Video streaming services have become the site for mini-platform wars unto themselves, with different services rolling out 4K, high-dynamic range video, and other improvements as they jockey for position. Today Netflix announced that it is adding the immersive Dolby Atmos sound format to its repertoire, and the first film to receive the treatment is Bong Joon-ho’s Okja. The film is also being presented in Dolby Vision, the company’s high-dynamic range video format.
Surround sound has been around in movie theaters and at homes for decades, but Atmos — which launched back in 2012 — gives filmmakers increased flexibility in their creative choices. Ceiling-mounted speakers offer the ability to place sound above the audience, but more important is the way that sound is mixed in the first place. Rather than creating a static, fixed mix where different sounds are placed around a defined number of channels, as would happen with a 5.1 and 7.1 systems, Atmos views sound elements as virtual objects that can be placed anywhere in the theater. That provides an incredible amount of versatility, and allows the final mix to scale from massive theaters, to smaller installations, and all the way down to home theater setups. For the latter scenario, a number of Dolby partners have released speakers that bounce audio off the ceiling of a room to help re-create the same kind of immersive soundfield that a proper Atmos installation provides.
As with all new technologies, however, the initial rollout is going to be limited.

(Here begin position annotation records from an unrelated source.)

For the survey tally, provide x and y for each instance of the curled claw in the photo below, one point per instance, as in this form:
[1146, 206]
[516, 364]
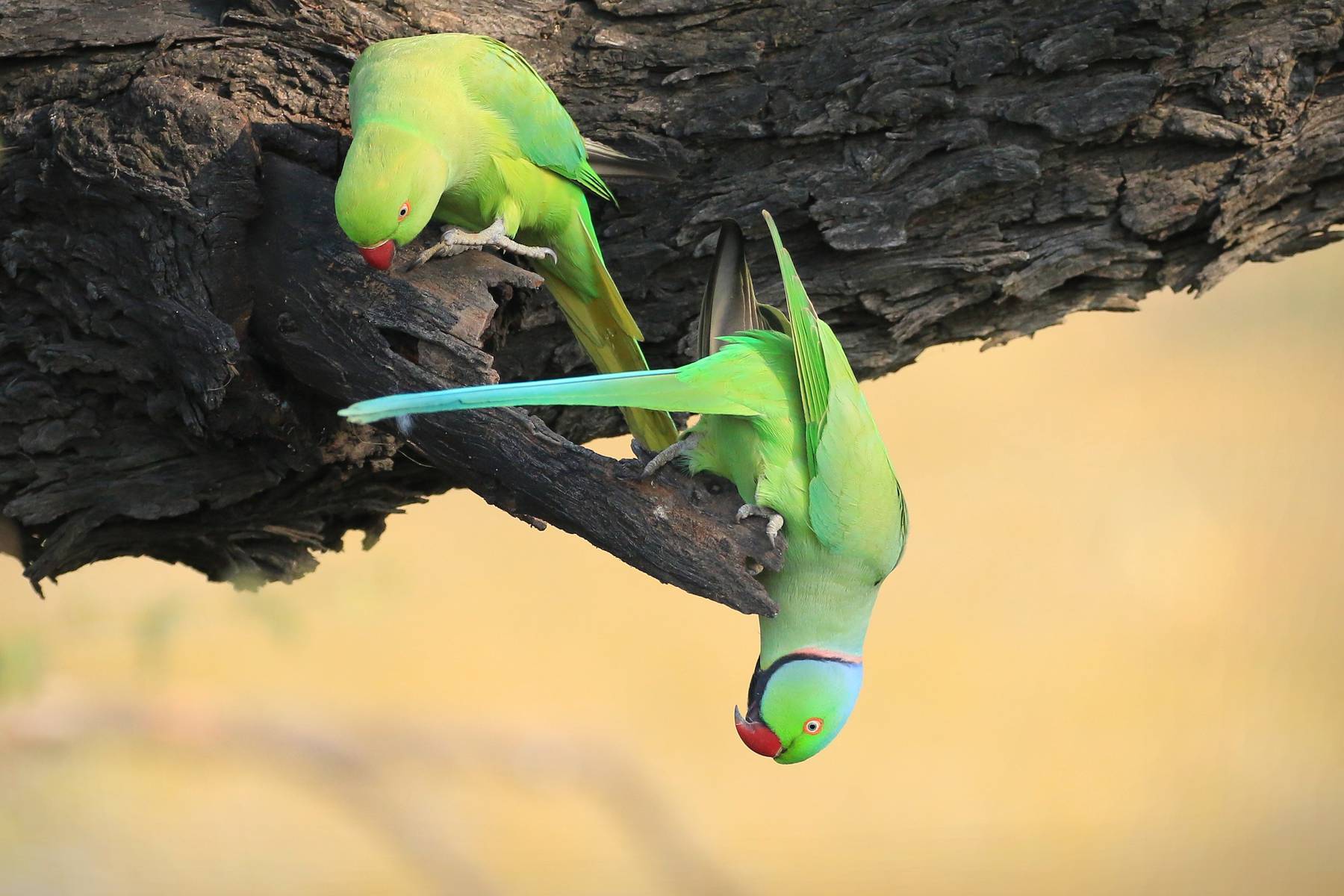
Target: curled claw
[455, 242]
[670, 454]
[772, 527]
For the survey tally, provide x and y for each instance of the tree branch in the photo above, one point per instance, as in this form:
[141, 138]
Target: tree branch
[181, 317]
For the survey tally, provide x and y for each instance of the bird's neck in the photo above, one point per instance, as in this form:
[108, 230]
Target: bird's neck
[819, 608]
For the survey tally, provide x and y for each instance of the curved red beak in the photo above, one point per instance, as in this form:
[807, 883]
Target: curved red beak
[381, 255]
[757, 735]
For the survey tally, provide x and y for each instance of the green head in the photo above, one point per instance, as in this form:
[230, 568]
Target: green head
[797, 706]
[389, 190]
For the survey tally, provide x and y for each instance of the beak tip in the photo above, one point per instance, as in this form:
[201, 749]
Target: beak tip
[757, 736]
[381, 255]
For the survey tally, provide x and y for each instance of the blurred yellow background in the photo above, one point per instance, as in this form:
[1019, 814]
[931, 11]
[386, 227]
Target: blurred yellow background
[1110, 662]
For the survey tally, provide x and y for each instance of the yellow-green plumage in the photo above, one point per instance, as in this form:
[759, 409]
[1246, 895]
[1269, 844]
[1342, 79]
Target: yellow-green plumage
[461, 131]
[784, 420]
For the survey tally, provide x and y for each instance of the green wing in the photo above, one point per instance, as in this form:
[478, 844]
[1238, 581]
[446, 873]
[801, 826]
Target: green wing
[855, 505]
[853, 501]
[508, 85]
[806, 349]
[729, 304]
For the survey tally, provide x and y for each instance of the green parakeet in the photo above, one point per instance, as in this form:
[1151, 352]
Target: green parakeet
[784, 420]
[460, 129]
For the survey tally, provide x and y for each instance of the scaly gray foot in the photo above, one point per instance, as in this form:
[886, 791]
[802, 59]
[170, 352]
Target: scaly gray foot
[772, 528]
[455, 242]
[670, 454]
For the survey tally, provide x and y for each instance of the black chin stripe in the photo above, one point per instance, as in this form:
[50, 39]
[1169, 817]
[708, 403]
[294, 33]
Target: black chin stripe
[759, 677]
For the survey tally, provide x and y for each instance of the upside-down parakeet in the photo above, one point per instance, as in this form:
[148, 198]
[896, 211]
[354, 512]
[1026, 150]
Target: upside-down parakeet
[461, 129]
[784, 420]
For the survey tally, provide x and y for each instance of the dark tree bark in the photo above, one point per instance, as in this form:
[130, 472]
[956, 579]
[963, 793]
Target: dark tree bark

Compatible LG televisions will offer one way to stream Atmos content, while the Xbox One and Xbox One S will also offer the capability. Atmos home theater setups will also be required, of course, though Xbox users will also be able to listen to the virtualized Atmos mix with headphones if desired.
The number of supported devices will expand over time, as will the titles. But unsurprisingly, Netflix is focusing on its original movies for now, with movies like Blame!, Adam Wingard’s Death Note, and the Will Smith-starring Bright all receiving Atmos releases by the end of the year. It’s a small point of differentiation, but it’s an important one as original content continues to be such a vital part of the long-term strategy of all streaming services. Things like theater-quality surround sound and high-dynamic range video bring the home viewing experience that much closer to the theatrical one, and Netflix’s ability to offer them with its own films gives audiences one more reason to stay home and keep watching.